Performs PCoA on a distance matrix (typically from compute_distance()), optionally correcting for negative eigenvalues, and returns coordinates, eigenvalues, variance explained, and feature-axis associations.

Usage

compute_pcoa(
  dist_obj,
  neg_correction = c("none", "lingoes", "cailliez"),
  n_axes = 5L
)

Arguments

dist_obj: a dist object (for example returned by compute_distance()). The normalized abundance matrix used to compute the distances is attached as attribute "abundances" (numeric matrix with samples in rows and features in columns). If missing, feature associations are skipped.
neg_correction: character scalar. Method for adjusting negative eigenvalues (if any). One of "none", "lingoes", or "cailliez". Default is "none".
n_axes: integer scalar. Number of PCoA axes to return in the sample scores.

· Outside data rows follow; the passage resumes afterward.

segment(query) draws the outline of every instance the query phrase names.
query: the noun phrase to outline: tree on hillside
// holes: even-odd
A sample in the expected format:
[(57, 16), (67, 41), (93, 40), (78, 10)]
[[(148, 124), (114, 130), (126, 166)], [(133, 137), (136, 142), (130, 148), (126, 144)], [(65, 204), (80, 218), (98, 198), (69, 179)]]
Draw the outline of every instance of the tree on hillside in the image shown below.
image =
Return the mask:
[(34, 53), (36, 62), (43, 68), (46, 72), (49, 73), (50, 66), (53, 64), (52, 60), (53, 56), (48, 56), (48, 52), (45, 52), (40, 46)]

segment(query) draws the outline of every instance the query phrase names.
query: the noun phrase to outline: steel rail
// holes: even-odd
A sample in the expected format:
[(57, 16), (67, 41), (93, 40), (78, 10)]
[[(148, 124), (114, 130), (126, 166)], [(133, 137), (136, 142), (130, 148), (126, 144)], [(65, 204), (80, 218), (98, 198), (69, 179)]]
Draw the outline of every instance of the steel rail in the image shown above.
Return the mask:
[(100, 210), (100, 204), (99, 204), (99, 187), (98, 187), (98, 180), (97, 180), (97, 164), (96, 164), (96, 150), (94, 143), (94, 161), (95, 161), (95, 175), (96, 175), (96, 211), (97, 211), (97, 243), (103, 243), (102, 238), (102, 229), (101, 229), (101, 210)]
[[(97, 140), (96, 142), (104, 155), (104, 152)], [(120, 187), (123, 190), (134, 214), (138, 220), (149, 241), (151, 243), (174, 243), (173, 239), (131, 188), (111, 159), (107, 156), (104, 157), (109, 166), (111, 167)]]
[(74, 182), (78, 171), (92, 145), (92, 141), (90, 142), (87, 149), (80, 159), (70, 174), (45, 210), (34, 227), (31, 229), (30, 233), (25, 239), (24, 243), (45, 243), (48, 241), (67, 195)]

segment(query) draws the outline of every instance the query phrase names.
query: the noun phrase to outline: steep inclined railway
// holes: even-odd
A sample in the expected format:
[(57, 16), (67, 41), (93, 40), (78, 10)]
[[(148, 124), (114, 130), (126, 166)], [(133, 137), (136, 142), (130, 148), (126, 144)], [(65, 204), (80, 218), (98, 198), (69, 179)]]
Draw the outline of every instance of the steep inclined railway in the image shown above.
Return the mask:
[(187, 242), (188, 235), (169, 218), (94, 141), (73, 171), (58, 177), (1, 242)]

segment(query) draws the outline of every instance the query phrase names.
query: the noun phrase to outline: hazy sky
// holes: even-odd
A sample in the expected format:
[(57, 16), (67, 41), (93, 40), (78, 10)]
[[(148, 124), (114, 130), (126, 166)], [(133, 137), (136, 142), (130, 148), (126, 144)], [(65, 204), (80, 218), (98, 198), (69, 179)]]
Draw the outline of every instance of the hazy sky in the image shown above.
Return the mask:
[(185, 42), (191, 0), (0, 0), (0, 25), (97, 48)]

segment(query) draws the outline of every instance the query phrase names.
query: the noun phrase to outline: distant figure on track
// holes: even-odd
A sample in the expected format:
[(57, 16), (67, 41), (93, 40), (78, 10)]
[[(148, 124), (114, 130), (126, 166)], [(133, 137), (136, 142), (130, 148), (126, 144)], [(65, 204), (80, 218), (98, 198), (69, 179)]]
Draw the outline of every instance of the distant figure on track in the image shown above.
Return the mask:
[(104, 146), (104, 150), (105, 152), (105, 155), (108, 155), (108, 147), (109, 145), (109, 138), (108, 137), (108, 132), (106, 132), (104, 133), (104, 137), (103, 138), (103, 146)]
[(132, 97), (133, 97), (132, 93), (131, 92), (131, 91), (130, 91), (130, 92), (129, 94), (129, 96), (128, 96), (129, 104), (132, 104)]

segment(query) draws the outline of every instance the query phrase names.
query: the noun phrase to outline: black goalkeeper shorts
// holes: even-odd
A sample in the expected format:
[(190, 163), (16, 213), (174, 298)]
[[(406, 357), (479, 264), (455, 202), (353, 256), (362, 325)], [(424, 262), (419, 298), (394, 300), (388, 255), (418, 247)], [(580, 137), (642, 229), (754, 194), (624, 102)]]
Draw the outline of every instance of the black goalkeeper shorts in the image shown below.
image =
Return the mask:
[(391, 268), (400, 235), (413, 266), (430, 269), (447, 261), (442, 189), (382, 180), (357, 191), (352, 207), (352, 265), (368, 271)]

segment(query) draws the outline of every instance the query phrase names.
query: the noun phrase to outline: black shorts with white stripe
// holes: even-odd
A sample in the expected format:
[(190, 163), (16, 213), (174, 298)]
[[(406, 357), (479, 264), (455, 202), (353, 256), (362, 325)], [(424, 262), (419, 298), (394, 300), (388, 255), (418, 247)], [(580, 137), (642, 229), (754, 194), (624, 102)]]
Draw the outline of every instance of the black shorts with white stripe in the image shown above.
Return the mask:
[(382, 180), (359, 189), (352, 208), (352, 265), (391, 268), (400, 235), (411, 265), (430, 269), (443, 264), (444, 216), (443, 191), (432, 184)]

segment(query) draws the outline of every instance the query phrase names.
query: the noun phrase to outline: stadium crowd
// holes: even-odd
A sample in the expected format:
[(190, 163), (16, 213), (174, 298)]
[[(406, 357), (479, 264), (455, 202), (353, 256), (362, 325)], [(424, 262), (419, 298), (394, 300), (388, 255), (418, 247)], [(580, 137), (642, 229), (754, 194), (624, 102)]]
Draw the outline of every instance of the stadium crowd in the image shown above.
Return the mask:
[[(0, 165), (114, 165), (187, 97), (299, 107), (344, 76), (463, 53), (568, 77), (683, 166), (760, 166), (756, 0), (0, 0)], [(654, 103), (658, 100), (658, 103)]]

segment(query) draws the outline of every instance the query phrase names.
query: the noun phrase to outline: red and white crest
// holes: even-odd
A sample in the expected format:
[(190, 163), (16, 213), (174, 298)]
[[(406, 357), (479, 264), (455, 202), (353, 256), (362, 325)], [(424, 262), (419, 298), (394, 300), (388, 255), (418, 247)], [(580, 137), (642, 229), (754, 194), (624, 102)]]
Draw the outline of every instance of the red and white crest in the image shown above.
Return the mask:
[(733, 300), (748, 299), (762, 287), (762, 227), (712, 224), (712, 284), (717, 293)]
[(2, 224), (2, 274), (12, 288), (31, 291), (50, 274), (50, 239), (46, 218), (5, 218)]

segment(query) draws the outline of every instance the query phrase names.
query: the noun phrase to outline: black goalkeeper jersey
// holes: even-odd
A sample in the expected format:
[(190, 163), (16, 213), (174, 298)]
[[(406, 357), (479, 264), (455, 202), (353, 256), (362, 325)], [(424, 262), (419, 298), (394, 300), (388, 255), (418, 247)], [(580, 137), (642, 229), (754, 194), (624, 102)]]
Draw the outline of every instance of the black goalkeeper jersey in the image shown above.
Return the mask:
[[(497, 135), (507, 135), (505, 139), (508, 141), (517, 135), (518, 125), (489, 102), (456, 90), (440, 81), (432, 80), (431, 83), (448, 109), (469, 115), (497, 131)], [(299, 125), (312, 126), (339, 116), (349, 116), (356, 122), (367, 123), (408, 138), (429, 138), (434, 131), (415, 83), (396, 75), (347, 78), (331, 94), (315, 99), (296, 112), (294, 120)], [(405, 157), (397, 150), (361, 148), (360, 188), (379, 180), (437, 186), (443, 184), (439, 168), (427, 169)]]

Must be > 0. Internally, k = min(n_axes, n_samples - 1).

Value

a list of class "beta_pcoa" with elements:

sample_coords: tibble with sample_id and columns PCoA1, PCoA2, ... up to n_axes (or fewer if n_samples - 1 is smaller).
eigenvalues: numeric vector of eigenvalues from the PCoA.
var_explained: one-row tibble with percent variance explained by the returned axes and %Other. percentages are computed from the sum of positive eigenvalues.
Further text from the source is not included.